As for the more expensive contract with the Boston Consulting Group, Nelson Roberts said they weren't the lowest bid. News 4 has requested a copy of all bids, but is still waiting for the requested information. Nelson Roberts said they were ultimately picked because of their extensive experience working with local governments. She said the consultants identified potential savings of between 15 and 25 million dollars regarding the way the county procures contracts, which could be a savings to the county in years to come.
"We hear that often," Fitch said. "If you give us tax dollars and allow us to spend it we will save you more money than you spent on the consultants report. I've heard that my entire career and I'm yet to see it happen."

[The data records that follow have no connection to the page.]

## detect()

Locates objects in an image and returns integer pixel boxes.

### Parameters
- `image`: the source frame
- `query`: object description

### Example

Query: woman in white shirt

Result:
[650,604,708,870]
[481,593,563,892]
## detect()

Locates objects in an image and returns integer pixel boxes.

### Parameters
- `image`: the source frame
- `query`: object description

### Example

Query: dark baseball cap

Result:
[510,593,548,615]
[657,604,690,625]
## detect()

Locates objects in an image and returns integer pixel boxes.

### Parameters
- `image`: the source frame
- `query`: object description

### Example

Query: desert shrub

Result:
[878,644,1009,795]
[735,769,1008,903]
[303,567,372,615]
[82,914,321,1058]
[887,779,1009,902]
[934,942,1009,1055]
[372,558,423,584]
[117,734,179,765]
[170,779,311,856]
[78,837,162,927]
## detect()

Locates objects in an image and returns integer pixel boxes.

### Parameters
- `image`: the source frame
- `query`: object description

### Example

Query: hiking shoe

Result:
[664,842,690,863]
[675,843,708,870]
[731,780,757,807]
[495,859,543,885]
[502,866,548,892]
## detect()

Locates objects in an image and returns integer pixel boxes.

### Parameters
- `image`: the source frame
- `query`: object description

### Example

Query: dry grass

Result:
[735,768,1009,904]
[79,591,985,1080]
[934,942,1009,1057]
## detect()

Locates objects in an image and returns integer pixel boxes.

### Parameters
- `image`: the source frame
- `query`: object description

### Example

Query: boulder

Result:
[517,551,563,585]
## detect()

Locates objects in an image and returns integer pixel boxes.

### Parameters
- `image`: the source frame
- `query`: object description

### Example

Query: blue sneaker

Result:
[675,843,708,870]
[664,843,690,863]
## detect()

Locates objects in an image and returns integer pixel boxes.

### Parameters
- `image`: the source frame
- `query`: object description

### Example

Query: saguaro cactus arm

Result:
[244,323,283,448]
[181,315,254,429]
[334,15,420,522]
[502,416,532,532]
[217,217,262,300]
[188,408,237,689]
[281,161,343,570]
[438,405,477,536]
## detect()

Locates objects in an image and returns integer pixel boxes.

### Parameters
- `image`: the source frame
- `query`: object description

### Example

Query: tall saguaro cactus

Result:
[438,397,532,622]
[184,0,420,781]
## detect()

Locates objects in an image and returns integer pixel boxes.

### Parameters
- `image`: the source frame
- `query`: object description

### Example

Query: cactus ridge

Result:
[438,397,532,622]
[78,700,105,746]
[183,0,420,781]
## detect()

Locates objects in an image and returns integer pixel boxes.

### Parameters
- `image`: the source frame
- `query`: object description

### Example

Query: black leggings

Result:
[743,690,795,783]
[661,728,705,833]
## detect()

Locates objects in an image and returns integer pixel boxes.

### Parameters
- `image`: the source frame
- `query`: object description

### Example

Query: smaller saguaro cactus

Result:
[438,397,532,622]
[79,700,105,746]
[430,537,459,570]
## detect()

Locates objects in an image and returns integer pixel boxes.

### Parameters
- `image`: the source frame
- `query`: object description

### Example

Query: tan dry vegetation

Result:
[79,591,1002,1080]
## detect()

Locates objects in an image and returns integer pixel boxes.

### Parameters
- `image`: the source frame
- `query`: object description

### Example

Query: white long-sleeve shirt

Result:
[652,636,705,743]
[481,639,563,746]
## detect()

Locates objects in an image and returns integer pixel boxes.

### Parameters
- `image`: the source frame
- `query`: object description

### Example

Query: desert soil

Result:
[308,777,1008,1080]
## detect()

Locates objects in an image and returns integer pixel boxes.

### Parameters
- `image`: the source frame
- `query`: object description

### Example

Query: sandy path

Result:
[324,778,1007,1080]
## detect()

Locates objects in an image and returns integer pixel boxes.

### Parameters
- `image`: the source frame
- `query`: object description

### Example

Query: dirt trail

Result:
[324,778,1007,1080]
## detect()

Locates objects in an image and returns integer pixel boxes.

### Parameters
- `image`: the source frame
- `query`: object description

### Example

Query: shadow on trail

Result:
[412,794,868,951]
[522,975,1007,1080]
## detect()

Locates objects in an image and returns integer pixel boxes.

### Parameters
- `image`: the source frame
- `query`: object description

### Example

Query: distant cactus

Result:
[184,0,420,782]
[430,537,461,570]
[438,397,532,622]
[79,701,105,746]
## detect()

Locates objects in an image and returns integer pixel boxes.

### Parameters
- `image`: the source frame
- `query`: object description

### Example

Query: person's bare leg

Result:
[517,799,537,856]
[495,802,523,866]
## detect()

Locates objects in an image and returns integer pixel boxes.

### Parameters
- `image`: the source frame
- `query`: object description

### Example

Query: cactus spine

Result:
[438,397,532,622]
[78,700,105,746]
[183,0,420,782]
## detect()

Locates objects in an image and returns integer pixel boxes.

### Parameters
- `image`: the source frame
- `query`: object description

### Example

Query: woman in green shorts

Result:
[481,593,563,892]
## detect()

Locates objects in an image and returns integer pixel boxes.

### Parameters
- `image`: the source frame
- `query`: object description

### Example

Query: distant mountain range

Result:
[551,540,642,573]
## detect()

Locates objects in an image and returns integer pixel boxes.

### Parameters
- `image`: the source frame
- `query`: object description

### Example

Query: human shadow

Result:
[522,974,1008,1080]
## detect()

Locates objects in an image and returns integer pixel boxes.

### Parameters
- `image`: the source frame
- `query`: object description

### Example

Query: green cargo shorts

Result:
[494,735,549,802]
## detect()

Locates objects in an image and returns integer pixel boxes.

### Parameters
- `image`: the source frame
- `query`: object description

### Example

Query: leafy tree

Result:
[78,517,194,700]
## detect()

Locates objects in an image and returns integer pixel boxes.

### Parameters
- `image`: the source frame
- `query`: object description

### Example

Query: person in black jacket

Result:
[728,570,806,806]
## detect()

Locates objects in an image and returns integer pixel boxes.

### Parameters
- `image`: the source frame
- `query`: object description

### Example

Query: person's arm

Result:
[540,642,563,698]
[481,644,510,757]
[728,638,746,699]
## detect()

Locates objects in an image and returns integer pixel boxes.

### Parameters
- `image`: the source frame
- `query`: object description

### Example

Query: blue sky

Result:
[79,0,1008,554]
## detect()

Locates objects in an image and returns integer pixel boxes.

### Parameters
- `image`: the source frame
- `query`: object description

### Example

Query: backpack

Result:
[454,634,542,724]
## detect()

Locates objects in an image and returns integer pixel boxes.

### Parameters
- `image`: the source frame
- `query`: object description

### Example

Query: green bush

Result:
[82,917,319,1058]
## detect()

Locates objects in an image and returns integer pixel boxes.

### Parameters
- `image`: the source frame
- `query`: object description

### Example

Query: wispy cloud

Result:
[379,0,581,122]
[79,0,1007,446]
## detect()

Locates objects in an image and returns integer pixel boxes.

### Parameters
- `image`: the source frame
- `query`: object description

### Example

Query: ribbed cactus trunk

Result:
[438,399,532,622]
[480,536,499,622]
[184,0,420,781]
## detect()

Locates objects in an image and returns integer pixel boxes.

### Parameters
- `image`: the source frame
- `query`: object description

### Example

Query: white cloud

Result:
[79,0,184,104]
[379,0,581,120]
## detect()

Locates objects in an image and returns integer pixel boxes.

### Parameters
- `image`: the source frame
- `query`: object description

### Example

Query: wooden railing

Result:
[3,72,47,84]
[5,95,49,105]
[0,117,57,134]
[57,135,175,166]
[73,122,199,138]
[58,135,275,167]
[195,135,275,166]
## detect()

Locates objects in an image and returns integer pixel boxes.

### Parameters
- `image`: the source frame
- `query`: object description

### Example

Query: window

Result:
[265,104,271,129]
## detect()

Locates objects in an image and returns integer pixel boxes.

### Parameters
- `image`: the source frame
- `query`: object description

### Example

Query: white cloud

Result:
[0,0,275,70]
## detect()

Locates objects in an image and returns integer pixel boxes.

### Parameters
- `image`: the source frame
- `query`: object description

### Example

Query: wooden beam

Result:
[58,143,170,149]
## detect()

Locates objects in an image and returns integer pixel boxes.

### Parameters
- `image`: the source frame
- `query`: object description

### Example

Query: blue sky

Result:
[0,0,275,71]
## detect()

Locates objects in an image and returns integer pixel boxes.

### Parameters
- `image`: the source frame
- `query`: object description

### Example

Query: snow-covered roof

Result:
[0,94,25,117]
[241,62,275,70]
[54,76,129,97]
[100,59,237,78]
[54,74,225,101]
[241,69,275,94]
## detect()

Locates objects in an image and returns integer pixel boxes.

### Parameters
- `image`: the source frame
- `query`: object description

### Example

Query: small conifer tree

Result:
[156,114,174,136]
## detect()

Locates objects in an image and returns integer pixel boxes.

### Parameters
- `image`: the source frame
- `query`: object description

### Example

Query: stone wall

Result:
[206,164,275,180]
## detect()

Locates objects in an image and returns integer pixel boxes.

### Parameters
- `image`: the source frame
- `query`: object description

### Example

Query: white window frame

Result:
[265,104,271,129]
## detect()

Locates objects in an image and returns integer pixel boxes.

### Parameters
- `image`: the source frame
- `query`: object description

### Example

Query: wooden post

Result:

When asked if the consultant's report will actually save the county $15 million, Nelson Roberts said, "I think we want to continue the conversation on how those costs savings are being applied for us. How we are improving government service for our residents and making them more efficient. We know there are cost savings and efficiency, time savings embedded in those changes."
When asked if she could guarantee there will be savings as a result of the contract with Boston Consulting Nelson Roberts responded, "yes."